Hand Cut Snowflake Aquamarine
Hand cutting gemstones is a phenomenal skill, this aquamarine was especially sourced and cut with a snowflake pattern for Craig, to go into a bespoke engagement ring.
Martin, our Lapidary Artist started by sourcing different rough aquamarine stones to find the best colour, clarity, size to cut. The best colour for aquamarine is a pale green/blue colour, without any cracks or cleavage. Aquamarine can naturally have brown-looking inclusions inside of it, these are considered undesirable, so the pieces showing brown parts, from the parcel above, were excluded from the selection. The second photo shows a great colour aquamarine, but the big crack through it is a problem, the gemstone needs to be clear if the snowflake pattern is to be viewed at its optimum.
Clarity is important – it’s how clear or included a gemstone is. Inclusions naturally form inside gemstones, because aquamarine is so translucent, a good clarity is important. There are varying colours and clarities of aquamarine in the first photo, all of these pieces have varying amounts of inclusion in them, all of the aquamarine in this photo is no good for this bespoke creation.
Our ever-persistent Martin did find the perfect piece for this snowflake aquamarine, this is in the third photo above, and he started hand cutting this piece.
You can see the hand cutting process and the first peek of a snowflake being born! The wax that Martin used to hold the aquamarine is green, and reflects into the stone, this isn’t the colour of the actual gemstone. The pavilion facets are cut first (these are on the underside of the gemstone) these lead down to point at the bottom of the stone – its called the culet. The crown facets are cut last (these are on the top of the gemstone) the widest part of the gemstone is called the girdle.
Craig wanted a very elegant style of engagement ring, he wanted to show the snowflake aquamarine off to its full beauty in platinum, with diamond set shoulders.
Craig lives a distance away from Shaftesbury so this creation was made via telephone conversation and video call. Here is the first CAD (Computer Aided Design) design that Louise showed to Craig. CAD enables us to produce photo-realistic images of the finished piece, showing you exactly what you are getting. Craig wanted this tweaked slightly. The great thing about CAD, is that adjustments to designs are easily changed inside of the computer, and a resin copy can be 3D printed for you to view, prior to casting your precious metal.
Craig wanted the triangular settings tucked underneath of the diamonds, to minimise the gaps either side.

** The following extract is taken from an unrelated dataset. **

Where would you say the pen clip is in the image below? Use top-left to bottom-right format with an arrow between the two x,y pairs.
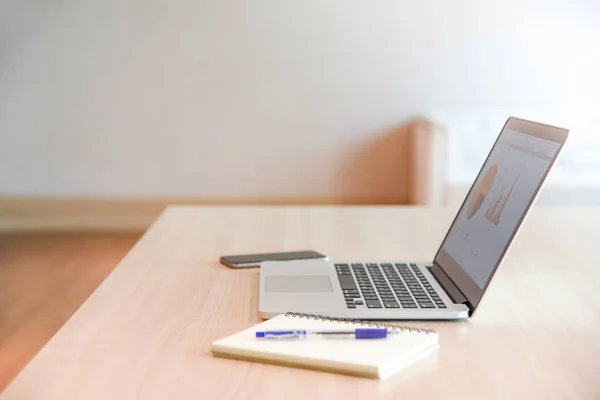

The CAD design can’t actually show the snowflake inside of the gemstone, this is one of the limitations of the computer programme. Because this aquamarine was a large gemstone, Louise designed this with double claws to securely hold it in place. Craig had a budget that he was keen to stick to, he wanted trillion shaped diamonds flanking the snowflake aquamarine. To keep this bespoke creation within budget Louise designed this with three round brilliant cut diamonds inside a triangular shaped setting. This gives the same look for a fraction of the price.
Here is that 3D printed resin version in grey above, I posted this to Craig before anything was cast, so he could see his design in real life, and double check he was happy with everything. This is a brilliant option to ensure you are completely happy with your design, and that the finger size fits perfectly. Craig had measured one of this lucky lady’s rings in secret, so he was confident on the finger size.
Below is Craig’s freshly cast platinum, this has been cast directly from his CAD file, so it’s exactly the same as the images and 3D printed resin that he saw. This ring is a two piece cast; the head needs soldering to the band to create the ring. It’s cast in two pieces to ensure both parts are easily polished and ‘clean up’ nicely, ready to be soldered together.
Freshly cast or rough cast metal has a slight texture to it, this needs to be removed by hand with needle files and different grades of sandpaper. It takes about half a day to bring it up to a high shine. You can see how perfectly the head (settings) fit onto the shank (band) in the photos below. The claws are left long, for Paul our Stone Setter to decide how high or low the aquamarine will sit, and pilot holes were cast into the triangular settings for him to drill out further and create proper seats, and then micro-pave set the diamonds.
Once the two parts are soldered together and a final polish by hand on the wheel is complete, it’s then time for hallmarking and stone setting. Birmingham Assay Office gave this a full UK hallmark for platinum.
You can see the elegant double claw design, and the diamonds nestled into their settings below.
One hand cut snowflake aquamarine, hand set into a bespoke platinum engagement ring, with diamond set shoulders.
Craig was delighted with his bespoke cut snowflake aquamarine, diamond, and platinum engagement ring.
And, of course, he got a resounding ‘yes’ to his proposal!